Well, wait. I’m actually a decent cook– you don’t grow up in a big Italian family without knowing how to make a damn good meatball– and I know how to do lots of other things in the kitchen too…like installing faucets. But my kitchen-related knowledge does not extend so far as that ol’ farm staple: canning.
However, one of my very favorite things about being human– aside from opposable thumbs and the ability to wield a hammer– is that just because you don’t know what the eff you’re doing, doesn’t mean you can’t learn.
The first lesson I learned is that canning doesn’t start in late August like I thought it did (thanks to growing nothing but five tomato plants and some green beans last year.) Canning starts pretty much as soon as things start growing.
While strawberry season is over (and I have eight jars of jam to prove it), tomato and cucuber season has just started. I have fifteen tomato plants this year, but only one of them is producing ripe cherry tomatoes right now, and since I haven’t had a tomato fresh from the garden for a good eight months, each one of these that I find is a tiny delicious surprise. This is how I like to eat them…
Cut an X in the bottom, dip in sea salt. Heaven.
I’ll be swimming in these babies soon, but in the meantime I realized I was going to have a major green vegetable haul to deal with. Saturday morning I pulled some leaves back on one of my cucumber plants and found this…
The first thing that went through my head was “Holy shit, I need to make some pickles.”
I’ve never actually made a pickle before, so this should be interesting. I’ve eaten a truckload of them though, so that totally counts for something, right? No?
So I gathered my cukes (and some green beans while I was at it, because I hear you can make “dilly beans” by pickling them in the same brine) and spent my Sunday night covered in paint and canning the shit out of some vegetables.
Some snapshots of the process…
The thing I like least about canning is that if you don’t have tried and true recipes you have no idea if all that work you just did is worth it.
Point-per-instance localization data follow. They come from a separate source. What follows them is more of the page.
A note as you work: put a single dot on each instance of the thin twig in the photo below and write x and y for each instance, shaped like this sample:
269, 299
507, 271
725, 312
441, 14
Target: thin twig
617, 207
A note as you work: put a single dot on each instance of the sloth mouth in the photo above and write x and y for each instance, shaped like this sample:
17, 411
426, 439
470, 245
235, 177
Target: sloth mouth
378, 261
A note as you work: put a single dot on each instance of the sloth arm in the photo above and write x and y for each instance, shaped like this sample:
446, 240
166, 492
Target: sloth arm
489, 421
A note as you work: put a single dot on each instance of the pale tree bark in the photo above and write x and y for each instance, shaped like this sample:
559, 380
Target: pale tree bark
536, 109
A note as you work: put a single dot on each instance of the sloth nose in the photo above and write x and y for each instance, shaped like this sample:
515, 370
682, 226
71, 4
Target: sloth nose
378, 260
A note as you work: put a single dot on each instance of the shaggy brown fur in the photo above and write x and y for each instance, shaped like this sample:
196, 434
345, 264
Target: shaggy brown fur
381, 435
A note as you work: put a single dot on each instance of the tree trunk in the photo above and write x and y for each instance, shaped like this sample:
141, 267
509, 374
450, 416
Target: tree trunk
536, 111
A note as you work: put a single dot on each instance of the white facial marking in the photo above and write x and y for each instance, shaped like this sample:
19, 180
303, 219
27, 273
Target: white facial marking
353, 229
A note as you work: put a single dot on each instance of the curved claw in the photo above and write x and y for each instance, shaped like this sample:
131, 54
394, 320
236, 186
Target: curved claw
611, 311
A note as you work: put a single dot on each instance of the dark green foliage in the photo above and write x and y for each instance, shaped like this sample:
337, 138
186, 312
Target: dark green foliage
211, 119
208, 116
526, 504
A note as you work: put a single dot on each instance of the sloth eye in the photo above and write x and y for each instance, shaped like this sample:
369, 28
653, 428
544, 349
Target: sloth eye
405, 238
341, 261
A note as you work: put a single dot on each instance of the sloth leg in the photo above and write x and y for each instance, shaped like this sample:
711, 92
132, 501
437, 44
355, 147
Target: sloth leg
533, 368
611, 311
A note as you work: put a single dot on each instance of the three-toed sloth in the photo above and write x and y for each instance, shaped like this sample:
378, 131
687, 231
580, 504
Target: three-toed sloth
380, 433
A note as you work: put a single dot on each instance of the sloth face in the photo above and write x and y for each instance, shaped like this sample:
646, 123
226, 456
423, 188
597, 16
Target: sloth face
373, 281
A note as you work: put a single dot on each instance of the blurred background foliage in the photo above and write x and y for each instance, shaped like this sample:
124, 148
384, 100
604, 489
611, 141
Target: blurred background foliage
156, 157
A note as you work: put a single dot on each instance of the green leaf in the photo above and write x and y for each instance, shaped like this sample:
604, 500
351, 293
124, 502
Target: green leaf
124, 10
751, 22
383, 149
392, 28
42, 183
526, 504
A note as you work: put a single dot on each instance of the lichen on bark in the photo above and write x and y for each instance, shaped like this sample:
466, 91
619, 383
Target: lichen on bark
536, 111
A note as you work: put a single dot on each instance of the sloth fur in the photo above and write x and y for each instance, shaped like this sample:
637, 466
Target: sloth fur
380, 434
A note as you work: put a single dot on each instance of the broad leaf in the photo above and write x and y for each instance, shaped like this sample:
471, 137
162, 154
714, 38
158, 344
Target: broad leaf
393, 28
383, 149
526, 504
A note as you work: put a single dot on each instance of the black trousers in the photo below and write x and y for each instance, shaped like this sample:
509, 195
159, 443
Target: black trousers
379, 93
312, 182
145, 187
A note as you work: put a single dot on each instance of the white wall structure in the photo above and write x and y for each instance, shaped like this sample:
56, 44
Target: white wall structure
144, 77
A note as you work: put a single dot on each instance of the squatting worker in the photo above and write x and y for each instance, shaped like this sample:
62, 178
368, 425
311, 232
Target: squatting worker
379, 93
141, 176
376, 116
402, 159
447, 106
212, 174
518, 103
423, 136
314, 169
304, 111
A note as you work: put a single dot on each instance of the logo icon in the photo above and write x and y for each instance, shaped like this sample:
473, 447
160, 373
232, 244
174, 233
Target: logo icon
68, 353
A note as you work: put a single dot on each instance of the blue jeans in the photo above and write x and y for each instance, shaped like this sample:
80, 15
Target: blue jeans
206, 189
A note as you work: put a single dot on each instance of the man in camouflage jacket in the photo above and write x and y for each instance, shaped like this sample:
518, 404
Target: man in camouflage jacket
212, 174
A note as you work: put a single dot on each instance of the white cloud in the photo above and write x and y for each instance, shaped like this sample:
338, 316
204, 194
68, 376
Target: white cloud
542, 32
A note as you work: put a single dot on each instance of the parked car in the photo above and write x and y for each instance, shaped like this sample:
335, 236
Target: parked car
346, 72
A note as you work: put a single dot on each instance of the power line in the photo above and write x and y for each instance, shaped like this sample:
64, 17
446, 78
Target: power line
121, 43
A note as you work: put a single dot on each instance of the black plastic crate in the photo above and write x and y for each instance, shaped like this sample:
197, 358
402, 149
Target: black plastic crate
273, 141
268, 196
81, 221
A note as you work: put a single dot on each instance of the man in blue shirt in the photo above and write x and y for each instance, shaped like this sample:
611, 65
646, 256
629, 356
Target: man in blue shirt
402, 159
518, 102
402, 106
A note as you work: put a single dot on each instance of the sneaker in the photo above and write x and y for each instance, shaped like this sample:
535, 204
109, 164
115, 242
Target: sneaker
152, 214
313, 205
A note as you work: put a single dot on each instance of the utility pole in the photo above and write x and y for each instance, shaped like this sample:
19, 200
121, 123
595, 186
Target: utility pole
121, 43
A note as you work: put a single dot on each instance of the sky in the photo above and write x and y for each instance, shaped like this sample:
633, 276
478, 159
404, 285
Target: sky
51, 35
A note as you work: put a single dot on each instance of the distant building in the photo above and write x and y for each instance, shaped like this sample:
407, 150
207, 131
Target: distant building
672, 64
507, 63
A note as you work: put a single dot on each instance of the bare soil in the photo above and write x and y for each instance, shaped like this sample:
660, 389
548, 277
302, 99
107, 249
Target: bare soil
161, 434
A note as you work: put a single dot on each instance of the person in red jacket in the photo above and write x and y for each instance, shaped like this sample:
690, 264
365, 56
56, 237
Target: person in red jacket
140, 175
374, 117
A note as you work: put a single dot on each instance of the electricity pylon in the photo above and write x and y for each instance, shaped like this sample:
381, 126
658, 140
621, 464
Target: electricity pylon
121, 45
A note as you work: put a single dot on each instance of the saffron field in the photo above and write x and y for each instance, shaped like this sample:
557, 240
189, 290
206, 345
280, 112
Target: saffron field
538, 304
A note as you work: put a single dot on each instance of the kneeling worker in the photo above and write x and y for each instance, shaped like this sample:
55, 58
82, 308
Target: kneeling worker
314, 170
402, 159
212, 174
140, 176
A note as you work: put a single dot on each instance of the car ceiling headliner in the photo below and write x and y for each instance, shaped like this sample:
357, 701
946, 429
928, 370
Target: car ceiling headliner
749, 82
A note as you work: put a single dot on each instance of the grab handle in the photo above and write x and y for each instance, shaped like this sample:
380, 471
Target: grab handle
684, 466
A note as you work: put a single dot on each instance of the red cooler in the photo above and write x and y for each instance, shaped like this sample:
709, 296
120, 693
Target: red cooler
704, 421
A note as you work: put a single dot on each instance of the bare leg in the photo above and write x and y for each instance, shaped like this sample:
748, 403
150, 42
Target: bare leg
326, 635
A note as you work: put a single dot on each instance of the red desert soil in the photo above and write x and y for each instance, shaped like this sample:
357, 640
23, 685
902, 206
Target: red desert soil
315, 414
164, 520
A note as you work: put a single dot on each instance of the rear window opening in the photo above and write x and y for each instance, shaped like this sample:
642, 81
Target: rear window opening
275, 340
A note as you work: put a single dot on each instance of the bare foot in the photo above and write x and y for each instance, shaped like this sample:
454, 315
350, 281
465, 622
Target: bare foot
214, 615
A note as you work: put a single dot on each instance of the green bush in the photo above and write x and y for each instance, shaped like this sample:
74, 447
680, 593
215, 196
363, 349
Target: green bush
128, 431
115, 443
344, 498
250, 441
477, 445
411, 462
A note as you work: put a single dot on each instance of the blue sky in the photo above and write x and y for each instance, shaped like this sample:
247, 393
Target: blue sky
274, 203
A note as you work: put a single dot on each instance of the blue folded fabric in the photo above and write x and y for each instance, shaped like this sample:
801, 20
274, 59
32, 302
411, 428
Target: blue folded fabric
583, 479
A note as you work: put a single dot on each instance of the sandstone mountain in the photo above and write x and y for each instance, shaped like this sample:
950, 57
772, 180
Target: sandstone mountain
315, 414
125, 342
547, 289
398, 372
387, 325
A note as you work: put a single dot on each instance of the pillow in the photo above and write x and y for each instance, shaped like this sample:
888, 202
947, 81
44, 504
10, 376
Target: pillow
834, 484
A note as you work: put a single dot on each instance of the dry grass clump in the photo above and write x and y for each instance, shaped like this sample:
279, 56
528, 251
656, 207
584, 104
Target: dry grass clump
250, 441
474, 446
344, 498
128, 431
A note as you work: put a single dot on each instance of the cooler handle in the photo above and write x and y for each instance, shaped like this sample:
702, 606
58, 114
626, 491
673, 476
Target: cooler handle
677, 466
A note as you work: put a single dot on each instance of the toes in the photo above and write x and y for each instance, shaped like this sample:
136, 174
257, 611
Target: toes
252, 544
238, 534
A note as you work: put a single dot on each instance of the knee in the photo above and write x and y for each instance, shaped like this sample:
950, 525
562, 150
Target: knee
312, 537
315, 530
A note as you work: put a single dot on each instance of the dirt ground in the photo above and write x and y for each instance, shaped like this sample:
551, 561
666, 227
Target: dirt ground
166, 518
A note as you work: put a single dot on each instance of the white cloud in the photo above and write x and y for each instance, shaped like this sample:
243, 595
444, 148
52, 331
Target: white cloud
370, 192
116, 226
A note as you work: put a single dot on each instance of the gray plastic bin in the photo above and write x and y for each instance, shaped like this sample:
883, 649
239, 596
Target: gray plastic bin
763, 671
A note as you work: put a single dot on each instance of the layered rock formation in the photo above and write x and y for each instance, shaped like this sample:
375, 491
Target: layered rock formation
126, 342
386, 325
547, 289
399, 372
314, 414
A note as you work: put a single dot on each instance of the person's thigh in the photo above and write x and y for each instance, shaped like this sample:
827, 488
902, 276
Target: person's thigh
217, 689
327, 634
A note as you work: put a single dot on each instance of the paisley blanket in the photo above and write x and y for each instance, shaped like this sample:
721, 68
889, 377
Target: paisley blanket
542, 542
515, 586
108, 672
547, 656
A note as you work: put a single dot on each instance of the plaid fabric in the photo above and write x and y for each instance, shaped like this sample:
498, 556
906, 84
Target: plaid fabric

I’m about 50/50 on deliciousness (last year’s salsa) and not-so-deliciousness (last year’s applesauce).
I combined two recipes for this pickling adventure, and while I’ll note what I did here, these could be disgusting for all I know. (I used legitimate pickle recipes from this site and this book to make my own.)
Here’s what I used:
- 4 cups Distilled white vinegar
- 4 cups water
- 5 Tbsp salt
Brought to a boil…
And in each jar:
- 2 cloves homegrown garlic (slightly crushed)
- 1/4 tsp peppercorns
- 1 tsp dill seed
- 1/4 tsp or less of celery seed
Plus the cukes or green beans, covered with the brine, and then processed for 10 minutes using the boiling water method. Probably I won’t die of botulism.
Since I plan to do a lot of canning with a lot of recipes this year (this is definitely going to be my Sunday ritual) I added tags with canning date and recipe info on the back so I can judge what worked best later on. Slices or spears? More or less pepercorns? It’s all an art.
I put one jar in the fridge straightaway and plan to try them in a couple of weeks to see how things turned out. Anyone have awesome pickle recipes?